If I were to multiple any amount of different prime numbers together say 7*3*11, is it possible to divide the product by a single other prime number say 23 and have it result in an integer?
So in essence, will the product of those prime numbers only be divisible by those prime numbers and the products between those factors or will there be, for a certain multiplication of primes, a different prime that the product will be divisible by?
 A: There is not, because the integers have the property of unique factorization, which means that each integer can be factored into primes in only one way.  If an integer factors into primes $p_1p_2\ldots $ and is divisible by a prime $q$, then $q$ must be equal to one of the $p_i$.
Unique factorization is a special property of the integers.  For a simple example of a system without unique factorization,  consider the set $1,4,7,10,13,16\ldots$. In this system 4, 10, and 25 are prime, because we have omitted 2 and 5.  The number 100 factors into the primes $4\cdot 25 $ but is also evenly divisible by the prime $10$.
For a different example, consider the set of real numbers of the form $a+b\sqrt5$, where $a$ and $b$ are integers.

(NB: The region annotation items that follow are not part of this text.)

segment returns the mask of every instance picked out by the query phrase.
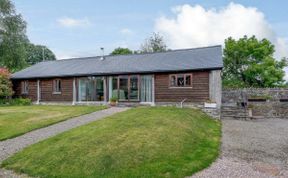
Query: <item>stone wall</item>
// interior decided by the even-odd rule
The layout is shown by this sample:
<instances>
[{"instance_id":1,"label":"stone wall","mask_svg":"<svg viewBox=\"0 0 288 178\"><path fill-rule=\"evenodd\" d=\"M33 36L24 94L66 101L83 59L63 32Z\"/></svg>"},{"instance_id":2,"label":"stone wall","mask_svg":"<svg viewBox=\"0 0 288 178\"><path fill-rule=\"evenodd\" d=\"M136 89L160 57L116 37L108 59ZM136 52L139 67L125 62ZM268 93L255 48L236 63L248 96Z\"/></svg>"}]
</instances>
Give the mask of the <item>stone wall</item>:
<instances>
[{"instance_id":1,"label":"stone wall","mask_svg":"<svg viewBox=\"0 0 288 178\"><path fill-rule=\"evenodd\" d=\"M235 110L239 110L239 112ZM234 114L227 115L234 110ZM241 114L242 113L242 114ZM245 113L245 114L243 114ZM224 89L222 118L288 118L288 88ZM245 116L245 117L244 117ZM243 119L242 118L242 119Z\"/></svg>"}]
</instances>

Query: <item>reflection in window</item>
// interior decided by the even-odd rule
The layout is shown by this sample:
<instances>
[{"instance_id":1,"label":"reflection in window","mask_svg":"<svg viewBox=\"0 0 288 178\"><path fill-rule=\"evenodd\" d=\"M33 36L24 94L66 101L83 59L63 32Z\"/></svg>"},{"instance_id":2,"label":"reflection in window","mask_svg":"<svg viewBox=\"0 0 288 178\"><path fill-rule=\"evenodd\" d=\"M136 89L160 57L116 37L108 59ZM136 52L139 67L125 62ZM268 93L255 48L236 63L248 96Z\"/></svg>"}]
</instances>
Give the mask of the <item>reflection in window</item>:
<instances>
[{"instance_id":1,"label":"reflection in window","mask_svg":"<svg viewBox=\"0 0 288 178\"><path fill-rule=\"evenodd\" d=\"M191 87L192 74L170 75L170 87Z\"/></svg>"},{"instance_id":2,"label":"reflection in window","mask_svg":"<svg viewBox=\"0 0 288 178\"><path fill-rule=\"evenodd\" d=\"M138 76L130 76L130 100L138 100Z\"/></svg>"},{"instance_id":3,"label":"reflection in window","mask_svg":"<svg viewBox=\"0 0 288 178\"><path fill-rule=\"evenodd\" d=\"M128 100L128 76L119 77L119 100Z\"/></svg>"}]
</instances>

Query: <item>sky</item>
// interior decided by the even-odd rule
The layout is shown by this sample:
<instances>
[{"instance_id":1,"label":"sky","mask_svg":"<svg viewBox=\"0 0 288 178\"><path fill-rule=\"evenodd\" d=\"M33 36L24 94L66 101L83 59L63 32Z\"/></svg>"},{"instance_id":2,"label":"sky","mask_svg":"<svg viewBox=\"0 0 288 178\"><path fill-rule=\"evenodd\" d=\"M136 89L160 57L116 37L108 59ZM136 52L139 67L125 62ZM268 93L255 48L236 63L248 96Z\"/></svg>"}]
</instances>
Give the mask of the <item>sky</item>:
<instances>
[{"instance_id":1,"label":"sky","mask_svg":"<svg viewBox=\"0 0 288 178\"><path fill-rule=\"evenodd\" d=\"M286 0L12 0L31 42L58 59L138 50L159 32L170 49L224 44L229 36L268 38L275 57L288 56ZM288 79L288 69L287 69Z\"/></svg>"}]
</instances>

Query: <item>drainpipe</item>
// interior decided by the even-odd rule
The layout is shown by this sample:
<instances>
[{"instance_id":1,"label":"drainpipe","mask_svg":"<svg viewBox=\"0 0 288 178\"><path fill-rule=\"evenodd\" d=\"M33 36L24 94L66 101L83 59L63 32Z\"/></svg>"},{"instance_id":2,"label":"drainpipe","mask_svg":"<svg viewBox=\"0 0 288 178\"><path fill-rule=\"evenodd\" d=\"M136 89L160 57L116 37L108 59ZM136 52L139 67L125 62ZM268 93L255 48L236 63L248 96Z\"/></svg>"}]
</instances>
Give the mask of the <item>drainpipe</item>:
<instances>
[{"instance_id":1,"label":"drainpipe","mask_svg":"<svg viewBox=\"0 0 288 178\"><path fill-rule=\"evenodd\" d=\"M40 80L37 80L37 101L36 104L40 104Z\"/></svg>"},{"instance_id":2,"label":"drainpipe","mask_svg":"<svg viewBox=\"0 0 288 178\"><path fill-rule=\"evenodd\" d=\"M72 105L75 105L76 103L76 79L75 77L73 78L73 101Z\"/></svg>"}]
</instances>

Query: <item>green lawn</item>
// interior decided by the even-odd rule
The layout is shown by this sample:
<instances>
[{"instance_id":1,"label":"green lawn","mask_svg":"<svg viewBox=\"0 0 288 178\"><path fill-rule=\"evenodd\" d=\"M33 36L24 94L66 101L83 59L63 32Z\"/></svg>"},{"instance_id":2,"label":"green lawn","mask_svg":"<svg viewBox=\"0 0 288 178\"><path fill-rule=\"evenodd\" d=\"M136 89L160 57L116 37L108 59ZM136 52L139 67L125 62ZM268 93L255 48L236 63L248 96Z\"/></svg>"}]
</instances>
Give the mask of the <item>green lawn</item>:
<instances>
[{"instance_id":1,"label":"green lawn","mask_svg":"<svg viewBox=\"0 0 288 178\"><path fill-rule=\"evenodd\" d=\"M221 123L201 111L134 108L32 145L2 167L39 177L184 177L218 156Z\"/></svg>"},{"instance_id":2,"label":"green lawn","mask_svg":"<svg viewBox=\"0 0 288 178\"><path fill-rule=\"evenodd\" d=\"M35 105L0 107L0 141L104 108L104 106Z\"/></svg>"}]
</instances>

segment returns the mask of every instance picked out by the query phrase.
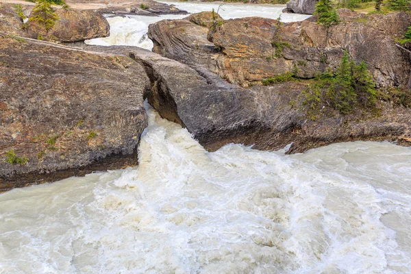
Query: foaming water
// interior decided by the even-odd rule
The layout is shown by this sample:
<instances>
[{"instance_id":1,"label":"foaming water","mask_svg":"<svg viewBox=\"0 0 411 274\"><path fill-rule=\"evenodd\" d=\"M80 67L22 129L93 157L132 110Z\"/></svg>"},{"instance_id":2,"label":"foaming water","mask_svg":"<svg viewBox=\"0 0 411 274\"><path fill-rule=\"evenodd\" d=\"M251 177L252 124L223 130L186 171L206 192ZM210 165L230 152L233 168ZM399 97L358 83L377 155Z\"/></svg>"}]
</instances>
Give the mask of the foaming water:
<instances>
[{"instance_id":1,"label":"foaming water","mask_svg":"<svg viewBox=\"0 0 411 274\"><path fill-rule=\"evenodd\" d=\"M209 153L146 106L138 166L0 195L1 273L411 273L411 149Z\"/></svg>"},{"instance_id":2,"label":"foaming water","mask_svg":"<svg viewBox=\"0 0 411 274\"><path fill-rule=\"evenodd\" d=\"M164 2L175 5L177 8L190 13L211 11L216 12L219 5L216 3ZM224 19L242 18L247 16L260 16L276 19L281 15L284 22L301 21L308 18L309 15L296 14L282 14L284 7L269 5L236 5L225 4L219 10L219 14ZM149 25L164 19L181 19L188 15L162 15L158 17L133 16L107 17L110 25L110 36L103 38L95 38L86 40L88 45L101 46L126 45L136 46L151 50L153 42L149 39L147 33Z\"/></svg>"}]
</instances>

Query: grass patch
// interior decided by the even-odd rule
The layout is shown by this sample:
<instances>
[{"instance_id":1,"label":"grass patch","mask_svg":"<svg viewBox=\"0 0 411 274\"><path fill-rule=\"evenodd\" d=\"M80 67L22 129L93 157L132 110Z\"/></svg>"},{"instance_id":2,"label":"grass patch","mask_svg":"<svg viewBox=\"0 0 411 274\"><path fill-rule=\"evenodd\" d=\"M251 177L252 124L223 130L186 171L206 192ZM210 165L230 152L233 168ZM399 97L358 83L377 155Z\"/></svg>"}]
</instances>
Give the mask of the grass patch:
<instances>
[{"instance_id":1,"label":"grass patch","mask_svg":"<svg viewBox=\"0 0 411 274\"><path fill-rule=\"evenodd\" d=\"M269 86L273 84L282 83L286 81L295 81L297 78L290 72L281 74L279 75L275 75L272 77L263 79L261 82L264 86Z\"/></svg>"},{"instance_id":2,"label":"grass patch","mask_svg":"<svg viewBox=\"0 0 411 274\"><path fill-rule=\"evenodd\" d=\"M10 35L9 36L9 38L12 38L13 40L15 40L16 41L18 41L18 42L27 42L27 40L25 40L24 38L21 38L20 37L14 36L12 36L12 35Z\"/></svg>"},{"instance_id":3,"label":"grass patch","mask_svg":"<svg viewBox=\"0 0 411 274\"><path fill-rule=\"evenodd\" d=\"M149 5L145 5L145 4L143 4L143 3L142 3L140 5L140 8L142 10L148 10L148 9L149 9L149 8L150 8L150 6L149 6Z\"/></svg>"},{"instance_id":4,"label":"grass patch","mask_svg":"<svg viewBox=\"0 0 411 274\"><path fill-rule=\"evenodd\" d=\"M92 139L94 138L96 138L97 136L97 134L95 132L93 132L92 130L90 130L90 132L88 132L88 135L87 136L87 138L88 139Z\"/></svg>"},{"instance_id":5,"label":"grass patch","mask_svg":"<svg viewBox=\"0 0 411 274\"><path fill-rule=\"evenodd\" d=\"M19 164L23 166L29 162L29 158L25 157L18 157L13 149L5 153L5 161L10 164Z\"/></svg>"}]
</instances>

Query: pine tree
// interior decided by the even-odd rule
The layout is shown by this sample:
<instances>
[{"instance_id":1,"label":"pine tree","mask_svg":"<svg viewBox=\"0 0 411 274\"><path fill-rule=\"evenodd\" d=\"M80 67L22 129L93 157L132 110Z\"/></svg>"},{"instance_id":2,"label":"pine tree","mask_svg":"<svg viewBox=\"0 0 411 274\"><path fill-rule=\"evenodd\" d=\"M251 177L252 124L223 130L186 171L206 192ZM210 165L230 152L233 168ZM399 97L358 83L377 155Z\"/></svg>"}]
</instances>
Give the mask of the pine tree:
<instances>
[{"instance_id":1,"label":"pine tree","mask_svg":"<svg viewBox=\"0 0 411 274\"><path fill-rule=\"evenodd\" d=\"M55 21L58 20L55 10L51 7L51 3L47 0L38 0L33 8L33 16L31 21L37 23L46 31L46 38L49 38L49 32L53 29Z\"/></svg>"},{"instance_id":2,"label":"pine tree","mask_svg":"<svg viewBox=\"0 0 411 274\"><path fill-rule=\"evenodd\" d=\"M411 27L408 27L408 30L407 30L404 36L406 39L411 39Z\"/></svg>"},{"instance_id":3,"label":"pine tree","mask_svg":"<svg viewBox=\"0 0 411 274\"><path fill-rule=\"evenodd\" d=\"M345 51L336 73L335 82L328 92L329 97L334 99L336 110L342 114L349 112L356 101L352 76L353 63L349 62L348 53Z\"/></svg>"},{"instance_id":4,"label":"pine tree","mask_svg":"<svg viewBox=\"0 0 411 274\"><path fill-rule=\"evenodd\" d=\"M325 27L331 27L340 22L340 18L336 9L332 6L331 0L320 0L315 6L314 14L319 14L317 23Z\"/></svg>"},{"instance_id":5,"label":"pine tree","mask_svg":"<svg viewBox=\"0 0 411 274\"><path fill-rule=\"evenodd\" d=\"M375 0L375 10L377 12L381 11L381 4L382 3L382 0Z\"/></svg>"},{"instance_id":6,"label":"pine tree","mask_svg":"<svg viewBox=\"0 0 411 274\"><path fill-rule=\"evenodd\" d=\"M364 108L374 105L377 101L375 84L364 61L354 66L353 81L360 103Z\"/></svg>"}]
</instances>

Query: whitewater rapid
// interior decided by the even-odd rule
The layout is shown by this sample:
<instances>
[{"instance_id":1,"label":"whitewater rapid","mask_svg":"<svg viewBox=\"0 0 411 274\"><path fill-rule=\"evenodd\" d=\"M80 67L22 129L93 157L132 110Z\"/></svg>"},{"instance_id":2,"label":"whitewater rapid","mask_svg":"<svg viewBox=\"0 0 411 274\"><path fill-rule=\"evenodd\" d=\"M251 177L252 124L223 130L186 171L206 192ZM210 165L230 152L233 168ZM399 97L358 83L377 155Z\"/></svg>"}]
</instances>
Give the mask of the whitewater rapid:
<instances>
[{"instance_id":1,"label":"whitewater rapid","mask_svg":"<svg viewBox=\"0 0 411 274\"><path fill-rule=\"evenodd\" d=\"M283 22L301 21L310 15L282 13L284 6L273 5L220 4L215 3L164 2L175 5L176 8L190 13L211 11L214 9L224 19L260 16L277 19L281 16ZM149 25L164 19L181 19L184 15L162 15L158 17L127 15L125 16L109 16L107 21L110 25L110 35L103 38L86 40L88 45L101 46L126 45L136 46L151 50L153 42L147 36Z\"/></svg>"},{"instance_id":2,"label":"whitewater rapid","mask_svg":"<svg viewBox=\"0 0 411 274\"><path fill-rule=\"evenodd\" d=\"M411 273L411 148L209 153L146 108L138 166L0 195L0 273Z\"/></svg>"}]
</instances>

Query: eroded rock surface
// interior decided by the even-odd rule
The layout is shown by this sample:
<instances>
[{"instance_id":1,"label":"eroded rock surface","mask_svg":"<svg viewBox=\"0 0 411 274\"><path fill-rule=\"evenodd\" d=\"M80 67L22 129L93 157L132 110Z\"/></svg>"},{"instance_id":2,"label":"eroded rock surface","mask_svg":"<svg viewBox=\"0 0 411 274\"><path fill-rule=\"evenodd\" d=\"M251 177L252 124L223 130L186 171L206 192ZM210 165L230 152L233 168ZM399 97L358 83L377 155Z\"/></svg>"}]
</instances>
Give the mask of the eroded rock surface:
<instances>
[{"instance_id":1,"label":"eroded rock surface","mask_svg":"<svg viewBox=\"0 0 411 274\"><path fill-rule=\"evenodd\" d=\"M294 13L312 14L315 12L317 0L290 0L287 9Z\"/></svg>"},{"instance_id":2,"label":"eroded rock surface","mask_svg":"<svg viewBox=\"0 0 411 274\"><path fill-rule=\"evenodd\" d=\"M0 52L0 191L137 164L141 65L3 34Z\"/></svg>"},{"instance_id":3,"label":"eroded rock surface","mask_svg":"<svg viewBox=\"0 0 411 274\"><path fill-rule=\"evenodd\" d=\"M60 42L83 41L110 36L110 25L101 14L92 10L60 8L55 14L58 20L49 33L50 39ZM35 21L29 21L28 36L45 38L46 32Z\"/></svg>"},{"instance_id":4,"label":"eroded rock surface","mask_svg":"<svg viewBox=\"0 0 411 274\"><path fill-rule=\"evenodd\" d=\"M186 14L173 5L151 0L69 0L72 7L91 10L100 14L158 16L162 14Z\"/></svg>"},{"instance_id":5,"label":"eroded rock surface","mask_svg":"<svg viewBox=\"0 0 411 274\"><path fill-rule=\"evenodd\" d=\"M33 5L20 5L23 16L32 16ZM29 21L23 23L16 13L15 4L5 4L0 7L0 31L12 35L32 38L47 39L45 29L38 23ZM57 42L84 41L110 35L110 25L105 18L91 10L56 8L58 20L49 32L49 39Z\"/></svg>"},{"instance_id":6,"label":"eroded rock surface","mask_svg":"<svg viewBox=\"0 0 411 274\"><path fill-rule=\"evenodd\" d=\"M411 14L339 12L344 22L329 28L315 18L281 25L276 20L250 17L207 26L187 18L151 25L148 34L155 52L203 66L242 86L286 73L313 77L334 70L345 51L369 64L379 86L405 86L411 62L409 54L396 47L395 38L411 25Z\"/></svg>"},{"instance_id":7,"label":"eroded rock surface","mask_svg":"<svg viewBox=\"0 0 411 274\"><path fill-rule=\"evenodd\" d=\"M141 63L151 79L145 97L160 114L193 134L209 150L230 143L289 153L350 140L397 141L411 145L411 112L381 103L380 116L362 114L310 119L302 105L304 82L243 88L200 66L182 64L132 47L86 49L117 52Z\"/></svg>"}]
</instances>

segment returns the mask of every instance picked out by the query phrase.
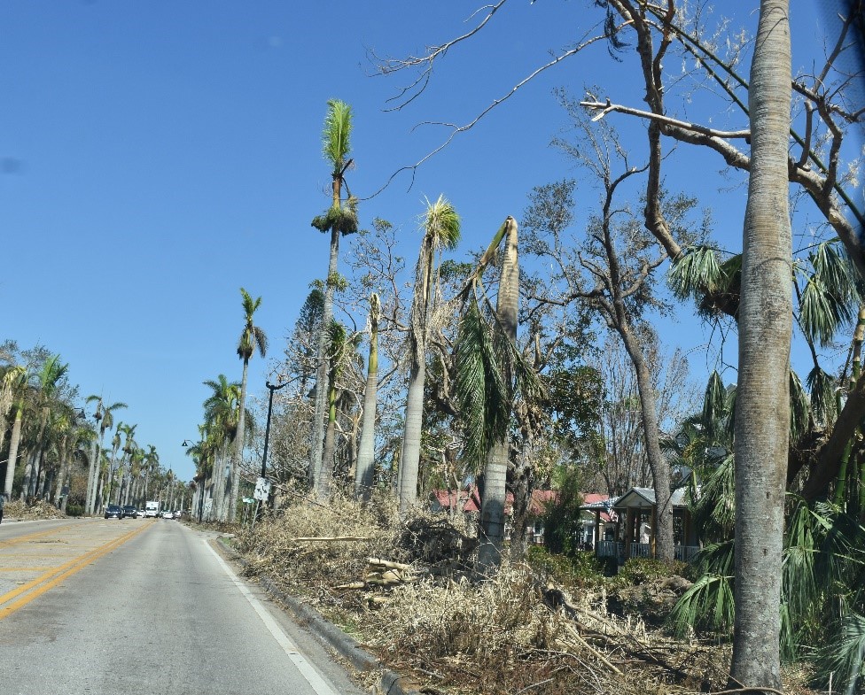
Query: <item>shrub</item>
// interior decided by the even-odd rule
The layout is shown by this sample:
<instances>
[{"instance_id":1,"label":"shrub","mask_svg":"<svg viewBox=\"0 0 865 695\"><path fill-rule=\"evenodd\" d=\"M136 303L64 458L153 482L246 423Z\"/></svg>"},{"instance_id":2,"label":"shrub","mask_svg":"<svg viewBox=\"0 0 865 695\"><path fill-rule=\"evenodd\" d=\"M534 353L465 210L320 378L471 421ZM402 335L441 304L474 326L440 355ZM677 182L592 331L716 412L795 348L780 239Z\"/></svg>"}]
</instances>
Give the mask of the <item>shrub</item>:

In this system, $4$ has two different factorizations into primes.  In addition to the usual factorization $4=2\cdot 2$, one also has $4=(-1+\sqrt5)(1+\sqrt 5)$.  But none of $2, -1+\sqrt5,$ and $1+\sqrt 5$ is a factor of the other two.
A: I advise you to read about the fundamental theorem of arithmetics. A good place to start is the wiki page about the theorem. The theorem tells you exactly that the prime divisors of a given integer are determined uniquely, meaning that $p_1^{k_1}\cdots p_n^{k_n}$ is only divisible by $p_1,\dots, p_n$.